I hate to admit it, but I have a certain admiration for jewel thieves as they are portrayed in the movies. Now don’t worry, I am not endorsing a life of crime, nor am I contemplating a career change. Rest assured that I fully understand that in reality there isn’t any such thing as a “gentleman” thief, and instead it is all just robbery and common crime. However, I still have a fascination with these stories about smooth operators opening a wall safe and scurrying away with the diamonds before anyone realizes it.
Interestingly enough, the word “thief” is used in printed circuit board design as well, and it also relates to deftly stealing something covertly. In this case, however, we are talking about the theft of copper during circuit board fabrication, and the skill of this burglary is actually very important to the manufacturing of your circuit board. Does that sound like a wanted poster that you would be interested to find out more about? If so, then keep reading, and we’ll discuss copper thieving in PCB design and its importance to you.
What is Copper Thieving in PCB Design?
There are two similar terms used in PCB design; copper balancing and copper thieving. Although they are often used interchangeably, there are some important distinctions between the two:
This is the process of adding non-conductive patterns of copper to a circuit board in order to alleviate the possible bending of the board during manufacturing. PCB layer stackups that are not configured symmetrically, or individual layers with dense copper on one side versus the other, can all cause the board to warp during fabrication. Uneven copper in the board structure can also twist during the assembly process due to the excessive amount of heat used for soldering. To counter this, the PCB CAD design system will add area fills, or pours, to sparse areas of the board to copper balance the design.
This is also the addition of non-conductive patterns of copper to the circuit board, but in this case, it is to even out or “thieve” some of the electrical current used for plating the board. On areas of the board where there are isolated or “lonely” traces, the current applied to the board for plating can become more concentrated on those features. This scenario may result in an under-etching of the trace giving it a “mushroom” profile instead of the clean squared edges that were expected. You can see an example of this in the image below, where the cross-section of the trace on the left depicts serious undercutting, while the trace on the right is more squared off as desired.
The mushroom shape created by the under-etching can affect both the electrical performance of the trace as well as its structural strength. By reducing the metal in the trace, the characteristic impedance of the circuit could change and thereby introducing signal integrity problems into the board. At the same time, the reduction of metal will make the trace weaker than it should be, and the mushroom shape can potentially trap acid, leading to eventual alteration and/or destruction of the trace over time.
These problems can be averted however by adding copper thieving in the areas of the circuit board where the metal is sparse. With the same amount of copper distributed throughout the board, the plating current will be applied equally and the traces will all etch the same amount.
PCB traces cross-section, with the left side showing the mushroom shape of undercut etching
How Can You Apply Copper Thieving to Your PCB Design?

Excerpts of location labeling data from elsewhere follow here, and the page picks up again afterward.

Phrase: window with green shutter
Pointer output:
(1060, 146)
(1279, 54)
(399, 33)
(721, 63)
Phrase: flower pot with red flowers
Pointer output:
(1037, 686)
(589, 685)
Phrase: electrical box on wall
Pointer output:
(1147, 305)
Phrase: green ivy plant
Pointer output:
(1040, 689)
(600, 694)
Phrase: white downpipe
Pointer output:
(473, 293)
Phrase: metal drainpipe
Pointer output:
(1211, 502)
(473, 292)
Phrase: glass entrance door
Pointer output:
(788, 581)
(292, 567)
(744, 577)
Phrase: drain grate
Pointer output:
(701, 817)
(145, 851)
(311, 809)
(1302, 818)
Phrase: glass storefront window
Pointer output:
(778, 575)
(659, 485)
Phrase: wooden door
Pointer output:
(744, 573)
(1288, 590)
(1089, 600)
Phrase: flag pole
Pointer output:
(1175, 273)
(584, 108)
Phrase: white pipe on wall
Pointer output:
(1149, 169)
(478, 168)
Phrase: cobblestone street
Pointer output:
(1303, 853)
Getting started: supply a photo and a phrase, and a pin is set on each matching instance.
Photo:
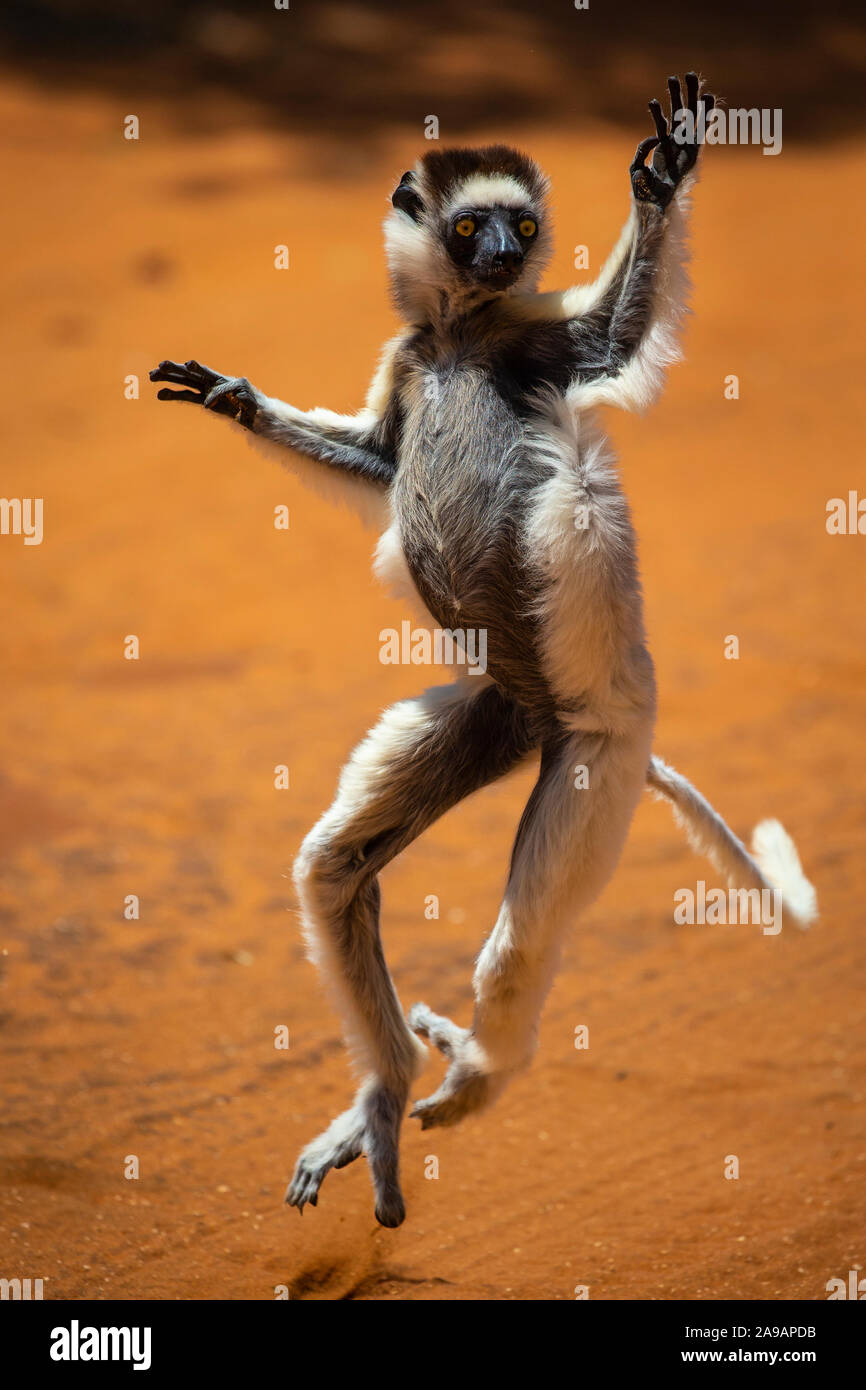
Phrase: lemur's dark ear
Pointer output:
(405, 196)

Most PCB design tools have the capability to add copper thieving automatically. These features will allow you to specify the shape, size, and spacing of the pattern that you want to use. As copper thieving is usually not electrically connected to the board, the designer has a lot of freedom in the patterns that they chose. The actual shape of the thieving pattern is not as important as long as care is taken to create the copper pours consistently and evenly throughout the design in order to balance the copper. You do however want to avoid acute angles in your thieving patterns as those can become acid traps. For this reason, a pattern of dots is often used.
You also have the opportunity to use these copper pours as more than just thieving patterns. By creating the copper thieving as part of the ground net and configuring it as a solid plane, you can help your board with additional EMI shielding. The caveat however is that this must be done in conjunction with the overall signal performance requirements of the design. Any additional planes like this must be positioned and spaced correctly so as to not have a negative effect on the signal integrity of the board.

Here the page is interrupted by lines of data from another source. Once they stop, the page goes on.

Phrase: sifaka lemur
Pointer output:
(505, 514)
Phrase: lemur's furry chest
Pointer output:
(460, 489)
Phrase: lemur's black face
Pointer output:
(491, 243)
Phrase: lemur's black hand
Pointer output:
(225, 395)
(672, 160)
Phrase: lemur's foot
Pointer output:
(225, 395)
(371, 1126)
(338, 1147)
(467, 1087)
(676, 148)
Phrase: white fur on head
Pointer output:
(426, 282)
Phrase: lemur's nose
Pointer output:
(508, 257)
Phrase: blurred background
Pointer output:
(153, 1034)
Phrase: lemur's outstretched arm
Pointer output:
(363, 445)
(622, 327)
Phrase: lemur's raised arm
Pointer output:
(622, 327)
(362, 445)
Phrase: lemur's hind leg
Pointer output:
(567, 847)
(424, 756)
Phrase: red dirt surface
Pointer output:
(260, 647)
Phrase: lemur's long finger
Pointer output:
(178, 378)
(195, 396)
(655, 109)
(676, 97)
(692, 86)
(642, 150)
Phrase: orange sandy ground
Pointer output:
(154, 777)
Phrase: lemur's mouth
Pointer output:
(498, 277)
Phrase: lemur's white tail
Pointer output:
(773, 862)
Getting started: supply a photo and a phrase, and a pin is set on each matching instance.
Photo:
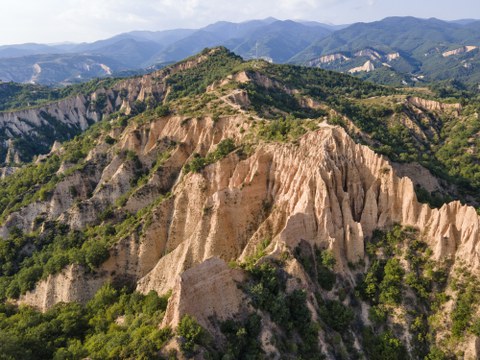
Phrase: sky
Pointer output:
(54, 21)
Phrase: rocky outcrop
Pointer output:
(392, 56)
(327, 59)
(460, 50)
(367, 67)
(432, 105)
(205, 291)
(370, 53)
(62, 120)
(325, 190)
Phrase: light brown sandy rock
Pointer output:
(206, 290)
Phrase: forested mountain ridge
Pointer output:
(400, 51)
(243, 194)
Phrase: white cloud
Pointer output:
(80, 20)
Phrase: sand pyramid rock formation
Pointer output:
(323, 189)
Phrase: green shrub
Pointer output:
(191, 333)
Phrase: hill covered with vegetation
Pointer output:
(122, 222)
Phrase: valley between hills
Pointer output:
(219, 208)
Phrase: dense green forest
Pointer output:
(398, 274)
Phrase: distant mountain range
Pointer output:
(395, 51)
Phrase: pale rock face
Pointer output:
(206, 290)
(367, 67)
(324, 189)
(372, 54)
(434, 105)
(392, 56)
(327, 59)
(67, 286)
(461, 50)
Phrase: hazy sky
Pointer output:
(50, 21)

Yes, there is a lot to consider when adding copper thieving to a printed circuit board, so don’t be afraid to ask for help with this step of your PCB layout.
Who To Turn To for More Information on Copper Thieving
There are some who would advocate leaving the copper thieving decisions up to the PCB fabrication shop, but this may not necessarily be the best design decision. While the fab shop will create thieving that will best fit the plating needs of the board, they won’t necessarily have all of the tools available to assess the electrical impacts of adding metal to the design. Adding copper to the design like this could have an effect on the electrical performance of the board that the fab house may not be aware of. It is critical that any metal changes to the board be done by the design engineers so that all of the potential effects can be taken into account.
The best resource that you have for creating copper thieving that will satisfy both the plating and signal performance needs of the board is your PCB contract manufacturer. By working together with these people you will have the expertise that you need to make the correct choices for adding copper thieving to your design. Your PCB CM understands the requirements of both manufacturing and electrical performance, and can either advise you on the creation of the thieving pattern, or do it for you.